Esta é uma das medidas previstas no âmbito da revisão do regime de mobilidade e recrutamento de professores.
João Costa explicou que a abertura dessas vagas vai permitir cumprir o objetivo de fixar nos quadros das escolas 90% dos professores vinculados, mantendo apenas 10% em quadro de zona pedagógica, para suprir necessidades temporárias. Para o ministro, esta é uma das várias alterações ao modelo atualmente em vigor, que vai permitir “responder a problemas antigos dos professores” e “melhorar objetivamente as suas condições de trabalho”.
O ministro da Educação detalhou as algumas das diferenças em relação à proposta inicial e, se em alguns temas não recuou, como na possibilidade de professores com horário incompleto darem aulas em duas escolas, noutras aproximou-se das reivindicações sindicais. É o caso dos critérios para a vinculação dinâmica, condições para progressão remuneratória dos professores contratados, redução da área geográfica dos quadros de zona pedagógica, bem como a contratação direta pelas escolas, que teve mereceu oposição das organizações.

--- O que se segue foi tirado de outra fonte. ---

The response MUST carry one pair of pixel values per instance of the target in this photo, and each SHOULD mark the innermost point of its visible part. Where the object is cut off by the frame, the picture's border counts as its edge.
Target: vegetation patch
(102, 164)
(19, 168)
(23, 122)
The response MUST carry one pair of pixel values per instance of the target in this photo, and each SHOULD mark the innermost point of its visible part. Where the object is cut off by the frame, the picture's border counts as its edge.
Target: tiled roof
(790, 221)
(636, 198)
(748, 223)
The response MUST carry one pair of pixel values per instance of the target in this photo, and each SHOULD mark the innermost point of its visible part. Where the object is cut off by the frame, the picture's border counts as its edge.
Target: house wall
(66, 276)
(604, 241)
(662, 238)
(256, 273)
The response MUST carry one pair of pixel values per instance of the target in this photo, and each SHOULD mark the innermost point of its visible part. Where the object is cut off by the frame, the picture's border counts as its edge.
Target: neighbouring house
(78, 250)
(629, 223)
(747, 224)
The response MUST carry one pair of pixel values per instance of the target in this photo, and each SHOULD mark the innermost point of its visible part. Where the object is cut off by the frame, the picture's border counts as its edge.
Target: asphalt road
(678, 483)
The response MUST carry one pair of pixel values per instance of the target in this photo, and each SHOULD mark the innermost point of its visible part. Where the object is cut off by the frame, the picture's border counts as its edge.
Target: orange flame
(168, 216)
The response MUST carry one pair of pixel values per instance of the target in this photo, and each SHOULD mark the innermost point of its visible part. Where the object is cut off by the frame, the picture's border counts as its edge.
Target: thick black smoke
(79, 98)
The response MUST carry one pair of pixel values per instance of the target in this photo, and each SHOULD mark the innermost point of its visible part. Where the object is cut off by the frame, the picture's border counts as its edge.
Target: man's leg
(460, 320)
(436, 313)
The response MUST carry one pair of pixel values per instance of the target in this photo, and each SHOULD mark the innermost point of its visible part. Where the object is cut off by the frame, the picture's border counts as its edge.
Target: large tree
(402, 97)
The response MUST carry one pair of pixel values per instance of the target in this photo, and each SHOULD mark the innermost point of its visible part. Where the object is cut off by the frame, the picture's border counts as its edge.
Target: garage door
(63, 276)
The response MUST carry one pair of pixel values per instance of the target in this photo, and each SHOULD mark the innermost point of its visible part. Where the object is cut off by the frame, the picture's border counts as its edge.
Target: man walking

Por outro lado, à saída da reunião, os sindicatos justificaram a falta de acordo afirmando que a proposta final mantém as linhas vermelhas identificadas e quando questionado sobre essa posição, o ministro afirmou que os próprios representantes dos professores chegaram a admitir que houve avanços.
“Ainda que não tenhamos o acordo global, temos certamente, como, aliás, reconhecido nas reuniões pelos sindicatos, muitos pontos que registaram como positivos e como avanços”, disse João Costa. “Só consideraria que não estaria em condições de negociar se tivesse uma atitude monolítica de assumir que a chegada é igual à partida e, de facto, demos muitos passos”, acrescentou quando questionado se considerava que tinha condições para se manter no cargo devido ao resultado das negociações.
A propósito de algumas das alterações, que deverão entrar em vigor ainda este ano, o ministro esclareceu que as vinculações e evolução de posições remuneratórias terão um custo acumulado de cerca de 143 milhões de euros e assegurou que serão pagas as deslocações aos professores que acumulem horário em duas escolas.
Serviços mínimos e uma queixa contra a tutela
Num momento em que decorrem as negociações entre a tutela a os sindicatos, os professores têm saído à rua, marcando as maiores manifestações deste setor dos últimos anos. E, a par das manifestações, as várias estruturas sindicais têm marcado diferentes greves, que levaram o ministério da Educação a impor serviços mínimos para as paralisações que aconteceram nos dias 2 e 3 deste mês.
Na sequência desta decisão de obrigar os professores a cumprir serviços mínimos, nove estruturas sindicais avançaram com uma queixa no Tribunal da Relação. E os sindicatos anunciaram também, esta terça-feira, que vão apresentar queixa na Inspeção-Geral de Educação contra os diretores escolares que não terão respeitado o direito à greve.
“É absolutamente inadmissível o que se está a passar nas escolas”, disse Mário Nogueira, secretário-geral da Fenprof, acrescentando que as escolas estão a aplicar “serviços mínimos ilegalmente”. “Os serviços mínimos só se podem acionar se forem precisos, mas os diretores estão a impedir os professores de irem a consultas médicas, de irem a funerais de parentes próximos ou de irem a reuniões sindicais.”